Txarmywife- I have actually read a couple of your posts because I have felt your symptoms have come the closest to what I have experienced at times. I just called my husband to let him know what the nurse said about the results of the biopsy of my stomach and duodendum were and he said he spoke with the dr after my procedure and the doctor had taken four biopsies, the stomach, deudendum, TI, and colon, why hadn't I gotten the results of the other two. It was too late to speak with the nurse again but I left a message on the voicemail asking about those results and maybe she will call me back tomorrow? I am assuming they were normal too otherwise I think she would've mentioned them unless since the doctor hadn't read them yet she wanted to wait? I don't know. I will definitely do the pill cam if it is needed, I hate the prep it seems to cause the extreme cramping and pain and vomiting that I try so hard to avoid but I am ready for some answers, it just never occurred to me that I was dealing with one problem that wasn't getting resolved since each time I went for testing they treated me for something..ie...h. pylori, gall bladder. Thanks for the support and welcome!!

 

[Txarmywife]

I would def call back tomorrow and ask or make a follow up appointment to go over the results with your GI. If you're still suffering like this they need to come up with a plan for you because obviously what they're doin isn't working.
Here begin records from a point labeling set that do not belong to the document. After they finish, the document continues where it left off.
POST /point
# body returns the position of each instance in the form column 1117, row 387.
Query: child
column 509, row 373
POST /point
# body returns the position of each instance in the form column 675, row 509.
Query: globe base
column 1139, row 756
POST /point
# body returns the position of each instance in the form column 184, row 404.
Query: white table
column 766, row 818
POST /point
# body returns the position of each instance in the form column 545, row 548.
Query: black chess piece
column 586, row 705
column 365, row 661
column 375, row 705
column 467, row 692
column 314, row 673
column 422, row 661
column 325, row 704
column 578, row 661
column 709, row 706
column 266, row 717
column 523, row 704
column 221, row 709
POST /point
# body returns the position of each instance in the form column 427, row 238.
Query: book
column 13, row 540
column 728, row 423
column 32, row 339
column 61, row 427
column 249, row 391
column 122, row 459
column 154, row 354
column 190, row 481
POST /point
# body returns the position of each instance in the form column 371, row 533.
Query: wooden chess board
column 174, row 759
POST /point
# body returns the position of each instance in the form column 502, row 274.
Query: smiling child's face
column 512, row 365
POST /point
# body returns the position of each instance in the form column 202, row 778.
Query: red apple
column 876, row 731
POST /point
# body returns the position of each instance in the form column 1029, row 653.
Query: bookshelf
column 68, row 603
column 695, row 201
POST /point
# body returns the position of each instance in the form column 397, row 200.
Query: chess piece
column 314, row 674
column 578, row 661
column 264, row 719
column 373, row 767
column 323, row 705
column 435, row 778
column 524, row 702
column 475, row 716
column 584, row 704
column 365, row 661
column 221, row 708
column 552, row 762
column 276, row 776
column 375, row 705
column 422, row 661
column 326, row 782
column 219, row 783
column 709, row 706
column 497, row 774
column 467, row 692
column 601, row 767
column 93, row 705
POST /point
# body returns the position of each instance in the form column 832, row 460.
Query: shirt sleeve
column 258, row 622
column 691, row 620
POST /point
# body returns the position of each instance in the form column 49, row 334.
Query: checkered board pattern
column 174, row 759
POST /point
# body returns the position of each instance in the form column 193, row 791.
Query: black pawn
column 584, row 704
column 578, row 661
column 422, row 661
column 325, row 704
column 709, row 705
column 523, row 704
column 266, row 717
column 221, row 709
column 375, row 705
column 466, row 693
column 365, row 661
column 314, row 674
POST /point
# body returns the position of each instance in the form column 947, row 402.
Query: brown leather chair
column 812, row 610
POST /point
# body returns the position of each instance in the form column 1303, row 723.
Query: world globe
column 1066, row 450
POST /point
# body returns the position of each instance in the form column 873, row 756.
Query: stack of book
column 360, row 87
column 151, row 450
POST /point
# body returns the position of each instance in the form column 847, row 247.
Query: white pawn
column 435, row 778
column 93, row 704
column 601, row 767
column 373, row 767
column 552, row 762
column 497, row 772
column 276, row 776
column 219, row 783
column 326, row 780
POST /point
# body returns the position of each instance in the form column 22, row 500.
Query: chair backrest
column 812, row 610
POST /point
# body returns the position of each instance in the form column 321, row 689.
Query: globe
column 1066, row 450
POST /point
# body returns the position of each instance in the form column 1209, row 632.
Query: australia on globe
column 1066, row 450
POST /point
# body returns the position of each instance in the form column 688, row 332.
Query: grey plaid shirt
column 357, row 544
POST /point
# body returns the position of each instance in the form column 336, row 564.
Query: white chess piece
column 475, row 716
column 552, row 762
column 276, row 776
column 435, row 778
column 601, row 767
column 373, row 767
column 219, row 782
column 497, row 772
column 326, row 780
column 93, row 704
You mentioned "jelly" bms...I took have that fairly common. When I have really bad days of D it gets to a point where I'm not longer passing poop anymore just the jelly/mucous and boy is it uncomfortable!! I can relate with you when you say you didn't think you had something else going on because you were being treated for another condition. I think that's often te problem when you have multiple problems. It's difficult to pin point symptoms to each. Sometimes doctors have to take risks and go on what's the most likely cause. For instance when I was 12 (prior to IBD DX) I had severe right sided pain and vomiting. Naturally they leaned toward my appendix. It appeared fine on the u/s but they did laparoscopic surgery and removed it. Pathology report came back that it was diseases on the inside and "suspected Crohns" in the appendix. It wouldn't be until later that I'd come to learn I had ibd. It's usually after the fact that all the pieces to the puzzle begin to make sense. Sometimes though some of us have a multi piece puzzles that take longer to figure out...like those impossible 5000 piece ones. I hate puzzles btw.